Performance problem on the following commands that read in file contents in byte[]:
\cat, \grep, \more
See issue #6787, 9/12/12 and 9/13/12 comments for details.
\tail command has been fixed by issue #6787.
Modified \cat, \grep, and \more using buffered I/O on reading files. SVN r29273.
Using the 50 MB text file mentioned in issue #6787 as an example, the execution time to read that file is:
before r29273: ~55 seconds
after r29273: ~1 to 2 seconds
Also modified \grep so that dest_file generated by the command below would be exactly the same as source_file.
prompt$ grep "" source_file > dest_file
Note that \cat, \grep and \more do not perform buffered I/O on reading input from standard input. This is because in the case of reading input from standard input, these commands need to respond right away when a new line is seen; otherwise, for example, the command below will behave differently:
prompt$ cat
text <Enter> <----- user type 'text' followed by Enter key
text <----- \cat should echo back 'text' right away
In the example above, if \cat handles standard input using buffered I/O then 'text' won't be echoed back right away.

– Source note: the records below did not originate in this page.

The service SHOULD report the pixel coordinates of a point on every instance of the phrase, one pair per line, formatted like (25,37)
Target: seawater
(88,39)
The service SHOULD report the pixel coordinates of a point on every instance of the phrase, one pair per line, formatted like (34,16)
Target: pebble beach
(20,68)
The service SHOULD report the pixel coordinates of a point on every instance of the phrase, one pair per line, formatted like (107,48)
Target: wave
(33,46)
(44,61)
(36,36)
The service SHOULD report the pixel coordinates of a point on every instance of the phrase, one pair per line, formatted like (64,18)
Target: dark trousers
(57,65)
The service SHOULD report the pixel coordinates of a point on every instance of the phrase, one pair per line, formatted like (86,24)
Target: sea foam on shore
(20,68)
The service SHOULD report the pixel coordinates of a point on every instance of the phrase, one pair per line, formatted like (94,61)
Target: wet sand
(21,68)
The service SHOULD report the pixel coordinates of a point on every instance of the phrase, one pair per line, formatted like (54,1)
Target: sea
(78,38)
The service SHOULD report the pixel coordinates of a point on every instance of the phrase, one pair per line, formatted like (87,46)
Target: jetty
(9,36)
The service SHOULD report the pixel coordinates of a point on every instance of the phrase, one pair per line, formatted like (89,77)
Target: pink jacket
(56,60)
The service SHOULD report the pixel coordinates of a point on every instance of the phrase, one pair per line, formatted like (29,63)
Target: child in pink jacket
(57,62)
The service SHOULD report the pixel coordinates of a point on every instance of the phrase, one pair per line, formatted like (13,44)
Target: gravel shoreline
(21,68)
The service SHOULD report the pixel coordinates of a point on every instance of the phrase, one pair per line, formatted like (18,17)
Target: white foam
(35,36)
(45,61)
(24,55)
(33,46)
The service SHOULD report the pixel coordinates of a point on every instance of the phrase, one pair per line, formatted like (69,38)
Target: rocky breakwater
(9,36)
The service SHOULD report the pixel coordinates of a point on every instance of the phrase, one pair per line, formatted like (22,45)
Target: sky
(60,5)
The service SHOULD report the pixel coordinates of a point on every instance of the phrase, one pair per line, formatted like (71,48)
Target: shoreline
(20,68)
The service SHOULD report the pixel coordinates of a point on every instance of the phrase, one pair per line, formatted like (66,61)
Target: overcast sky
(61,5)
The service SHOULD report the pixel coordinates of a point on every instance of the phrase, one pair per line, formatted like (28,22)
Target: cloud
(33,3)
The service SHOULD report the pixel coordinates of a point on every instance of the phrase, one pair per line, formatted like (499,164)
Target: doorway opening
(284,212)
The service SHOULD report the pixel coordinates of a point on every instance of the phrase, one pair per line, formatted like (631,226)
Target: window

So, different I/O handling mechanisms are used by \cat, \grep, \more, as well as \tail on reading input, depends on the source of input. This will produce quite different execution time, depends on the way how these commands are executed. See examples below:
Again, using the 50 MB text file mentioned in issues #6787:
(c1) prompt$ \cat 50MB.txt > tmp.txt
(c2) prompt$ \cat 50MB.txt | cat > tmp.txt
(c3) prompt$ \cat 50MB.txt
Execute commands above on my desktop, execution time is
(t1) c1 takes ~1 to 2 seconds
(t2) c2 takes ~18 seconds
(t3) c3 takes ~75 seconds
From (t1), we know it only takes \cat 1 second to read that 50 MB file into memory and then write it out to disk.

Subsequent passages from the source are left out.